Combined non-rd motion searchs into a single function
This commit combined the full pel and sub pel motion search into a
single function to avoid code duplication. The commit does not change
encoder outputs.
Jingning Han [Mon, 7 Jul 2014 19:08:40 +0000 (12:08 -0700)]
Re-design quantization process for 32x32 transform block
This commit enables a new quantization process for 32x32 2D-DCT
transform coefficient blocks. It improves the compression
performance of speed 5 by 1.4%. The overall compression gains of
speed 5 due to the new quantization scheme is 4.7%. It also includes
the SSSE3 implementation of the 32x32 quantization process.
Adrian Grange [Mon, 9 Jun 2014 22:22:17 +0000 (15:22 -0700)]
Fix decoder handling of intra-only frames
This patch fixes bug 633:
https://code.google.com/p/webm/issues/detail?id=633
The first decoded frame does not have to be a keyframe,
it could be an inter-frame that is coded intra-only.
This patch fixes the handling of intra-only frames.
A test vector has also been added that encodes 3
intra-only frames at the start of the clip. The
test vector was generated using the code in the
following patch:
https://gerrit.chromium.org/gerrit/#/c/70680/
Tim Kopp [Mon, 7 Jul 2014 18:35:27 +0000 (11:35 -0700)]
Vp9 denoiser MC bugfix
In the previous version, only certain buffers in the macroblockd were saved and
the restored. In this version, all of the buffers are saved and restored. The
code was then rolled into a loop for readability.
Also contains a tiny fix for when the -DOUTPUT_YUV_DENOISED flag is used.
Prepare for frame parallel decoding, the reference count buffers
need to be protected by mutex. Move vp9_thread.* to common
folder so that those buffers could use cross-platform mutex
from vp9_thread.*.
Alex Converse [Tue, 1 Jul 2014 20:02:05 +0000 (13:02 -0700)]
Cleanup motion search speed features.
* Replace max_step_search_steps with constant MAX_MVSEARCH_STEPS
* Fold (reduce_first_step_size + speed > 5) into reduce_first_step_size
replacing uses of reduce_first_step_size that don't add the speed
check with zero.
Alex Converse [Wed, 2 Jul 2014 19:36:48 +0000 (12:36 -0700)]
Split vp9_rdopt into vp9_rdopt and vp9_rd.

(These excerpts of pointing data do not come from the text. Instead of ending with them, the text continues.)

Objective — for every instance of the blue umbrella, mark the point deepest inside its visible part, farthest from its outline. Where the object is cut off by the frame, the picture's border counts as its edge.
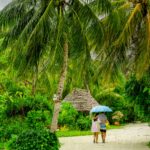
(100, 108)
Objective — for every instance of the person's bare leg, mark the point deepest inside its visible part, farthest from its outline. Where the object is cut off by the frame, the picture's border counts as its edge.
(96, 137)
(104, 137)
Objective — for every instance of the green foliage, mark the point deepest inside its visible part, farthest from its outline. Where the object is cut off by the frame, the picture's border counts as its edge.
(67, 115)
(83, 123)
(22, 105)
(38, 119)
(117, 116)
(41, 139)
(10, 127)
(138, 95)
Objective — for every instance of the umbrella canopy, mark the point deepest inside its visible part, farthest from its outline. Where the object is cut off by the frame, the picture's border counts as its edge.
(100, 108)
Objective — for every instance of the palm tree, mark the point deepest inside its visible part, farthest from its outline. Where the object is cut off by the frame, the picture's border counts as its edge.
(51, 28)
(127, 44)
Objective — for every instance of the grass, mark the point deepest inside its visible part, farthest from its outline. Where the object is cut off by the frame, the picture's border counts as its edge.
(148, 144)
(81, 133)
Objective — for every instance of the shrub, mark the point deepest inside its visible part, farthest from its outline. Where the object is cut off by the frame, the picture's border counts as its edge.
(11, 126)
(33, 139)
(36, 119)
(22, 105)
(83, 123)
(67, 115)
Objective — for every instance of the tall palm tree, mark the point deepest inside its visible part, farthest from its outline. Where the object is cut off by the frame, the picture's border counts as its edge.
(53, 28)
(127, 44)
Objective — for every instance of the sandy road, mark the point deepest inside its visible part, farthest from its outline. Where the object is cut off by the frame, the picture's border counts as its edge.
(131, 137)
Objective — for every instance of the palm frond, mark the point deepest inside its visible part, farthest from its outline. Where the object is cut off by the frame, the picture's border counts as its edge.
(12, 12)
(143, 57)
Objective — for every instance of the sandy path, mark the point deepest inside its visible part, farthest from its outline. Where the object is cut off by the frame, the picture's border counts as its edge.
(131, 137)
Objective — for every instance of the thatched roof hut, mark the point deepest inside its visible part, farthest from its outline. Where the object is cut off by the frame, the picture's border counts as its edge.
(81, 99)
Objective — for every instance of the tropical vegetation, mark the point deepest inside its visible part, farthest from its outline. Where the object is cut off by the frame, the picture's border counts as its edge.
(49, 47)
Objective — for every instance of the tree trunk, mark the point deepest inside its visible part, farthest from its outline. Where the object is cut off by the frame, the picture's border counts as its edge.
(34, 80)
(57, 102)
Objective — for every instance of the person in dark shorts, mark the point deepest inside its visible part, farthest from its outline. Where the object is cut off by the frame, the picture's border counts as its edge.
(103, 120)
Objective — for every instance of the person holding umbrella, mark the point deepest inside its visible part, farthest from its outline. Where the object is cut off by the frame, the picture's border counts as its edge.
(102, 118)
(95, 127)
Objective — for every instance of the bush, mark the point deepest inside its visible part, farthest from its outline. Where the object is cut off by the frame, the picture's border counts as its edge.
(22, 105)
(83, 123)
(11, 126)
(36, 119)
(67, 115)
(33, 139)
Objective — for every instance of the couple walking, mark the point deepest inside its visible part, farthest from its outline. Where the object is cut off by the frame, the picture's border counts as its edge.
(99, 125)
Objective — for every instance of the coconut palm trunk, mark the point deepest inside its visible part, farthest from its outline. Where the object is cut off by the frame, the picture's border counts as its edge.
(34, 80)
(57, 102)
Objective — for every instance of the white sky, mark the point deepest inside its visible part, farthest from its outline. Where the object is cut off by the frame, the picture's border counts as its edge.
(3, 3)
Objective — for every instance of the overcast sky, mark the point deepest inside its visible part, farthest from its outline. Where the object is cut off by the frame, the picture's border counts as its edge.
(3, 3)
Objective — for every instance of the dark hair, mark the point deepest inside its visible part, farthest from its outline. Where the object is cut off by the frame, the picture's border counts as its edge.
(95, 119)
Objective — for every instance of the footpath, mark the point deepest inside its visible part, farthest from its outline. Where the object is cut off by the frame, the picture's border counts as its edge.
(130, 137)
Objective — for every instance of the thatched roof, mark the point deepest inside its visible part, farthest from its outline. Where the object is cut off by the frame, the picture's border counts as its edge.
(81, 100)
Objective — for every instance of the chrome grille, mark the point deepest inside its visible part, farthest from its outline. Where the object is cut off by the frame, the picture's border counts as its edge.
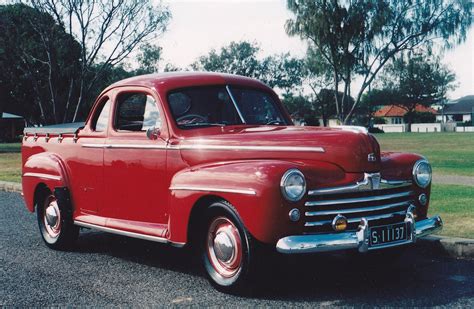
(382, 206)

vp9_rdopt is for making rd optimal mode decisions. vp9_rd is for all
other rd related routines. Anything used outside of making an rd optimal
decision belongs in rd.
Yunqing Wang [Wed, 2 Jul 2014 19:16:27 +0000 (12:16 -0700)]
Fix rd threshold overflow issue
Moved the threshold adjustment before reference flag checking,
which could set the threshold to INT_MAX for disabled reference
frame, and cause overflow if the adjustment is done after that.
Tim Kopp [Tue, 17 Jun 2014 20:04:39 +0000 (13:04 -0700)]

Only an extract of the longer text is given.